Rockwell Automation has released patches and mitigations for several potentially serious vulnerabilities discovered by Cisco Talos researchers in its Allen-Bradley MicroLogix 1400 programmable logic controllers (PLCs).
According to Cisco Talos, the vulnerabilities can be exploited for denial-of-service (DoS) attacks, modifying a device’s configuration and ladder logic, and writing or removing data on its memory module.
Since these controllers are typically used in industrial environments, including in critical infrastructure organizations, exploitation of the flaws could result in significant damage, Talos said.
The most serious of the flaws, based on their CVSS score of 10, are a series of access control issues that have been assigned a dozen CVE identifiers.

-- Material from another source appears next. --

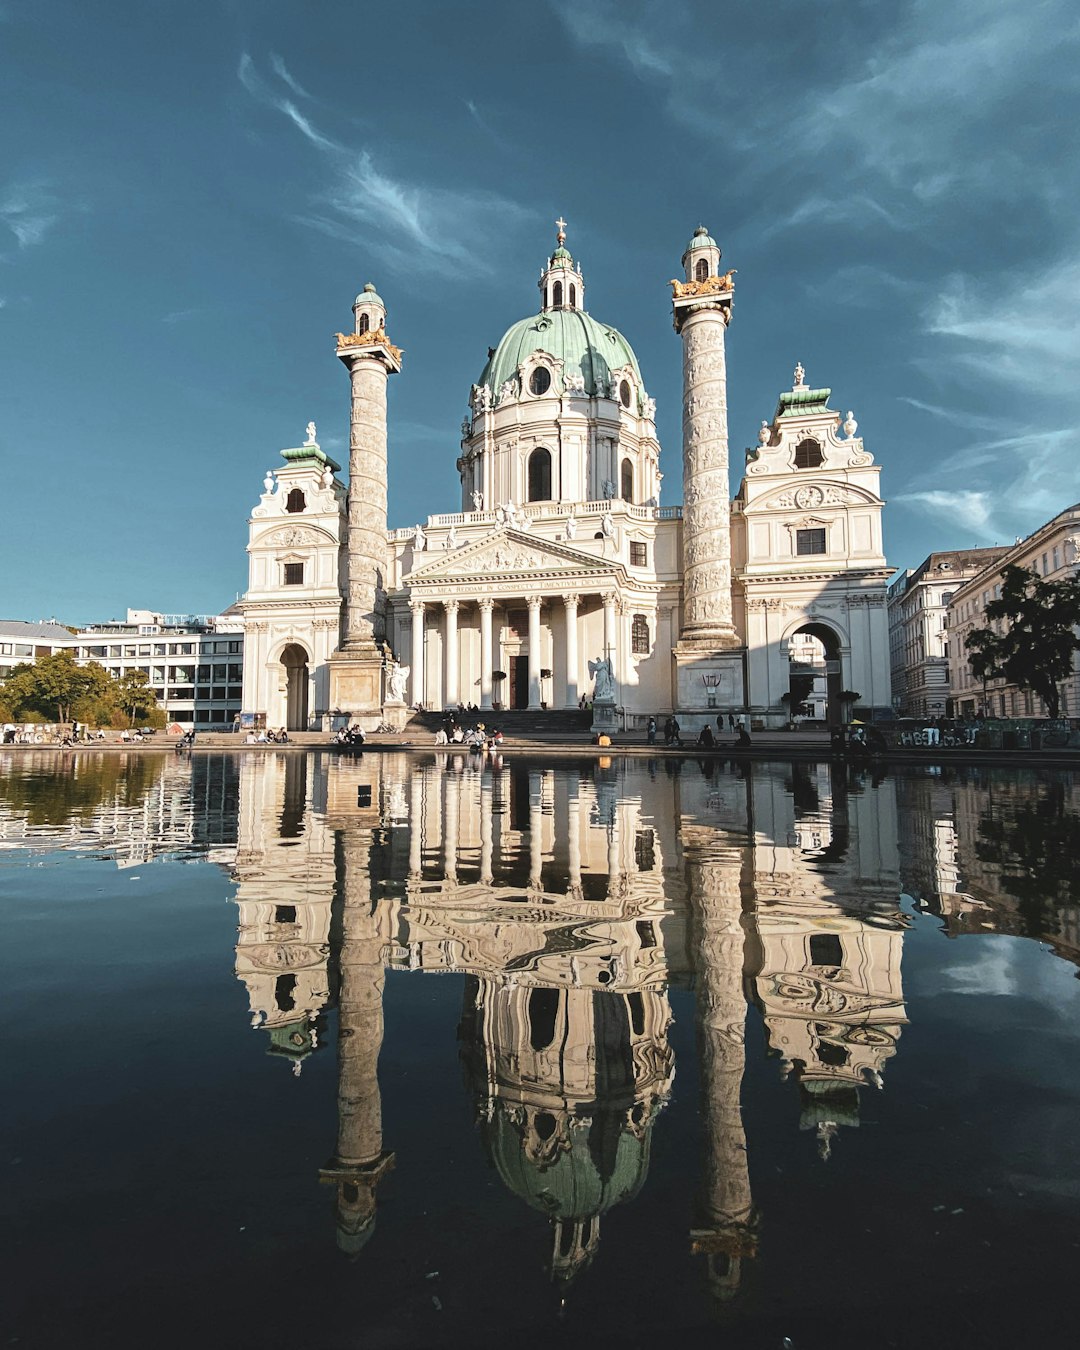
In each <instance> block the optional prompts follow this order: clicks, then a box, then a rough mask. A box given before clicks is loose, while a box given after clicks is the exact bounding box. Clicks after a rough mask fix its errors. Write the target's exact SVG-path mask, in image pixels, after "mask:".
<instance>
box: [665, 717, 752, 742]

A remote and unauthenticated attacker can exploit these vulnerabilities to obtain sensitive information, modify a device’s settings, or change its ladder logic – all by sending specially crafted packets.
While exploiting many of these flaws requires that the controller’s keyswitch is in REMOTE or PROG position, reading the master password and the master ladder logic works regardless of the keyswitch setting.
Another potentially serious flaw is CVE-2017-12088, which allows a remote attacker to cause the controller to enter a fault state and potentially delete ladder logic by sending specially crafted packets to the Ethernet port.
DoS vulnerabilities also exist in the device’s program download and firmware update functionality, but these have been assigned only a “medium severity” rating.
Other issues considered less serious include a file-write vulnerability affecting a memory module, and a DoS flaw related to the session connection functionality.
While a CVE identifier has been assigned to the session communication bug, Rockwell says the system actually works as intended and no patches or mitigations are required.
Rockwell Automation has released firmware updates that address some of these flaws. The company has also proposed a series of mitigations that include migrating to more recent series of the MicroLogix 1400 controller, setting the keyswitch to “Hard Run” to prevent unauthorized changes to the device, and disabling impacted services.
Cisco has published technical details and proof-of-concept (PoC) code for each of the vulnerabilities. Rockwell Automation has also released an advisory, but it can only be accessed by registered users.
This is not the first time Cisco Talos researchers have found vulnerabilities in MicroLogix 1400 PLCs. In 2016, they reported discovering a weakness that could have been exploited to modify the firmware on these devices.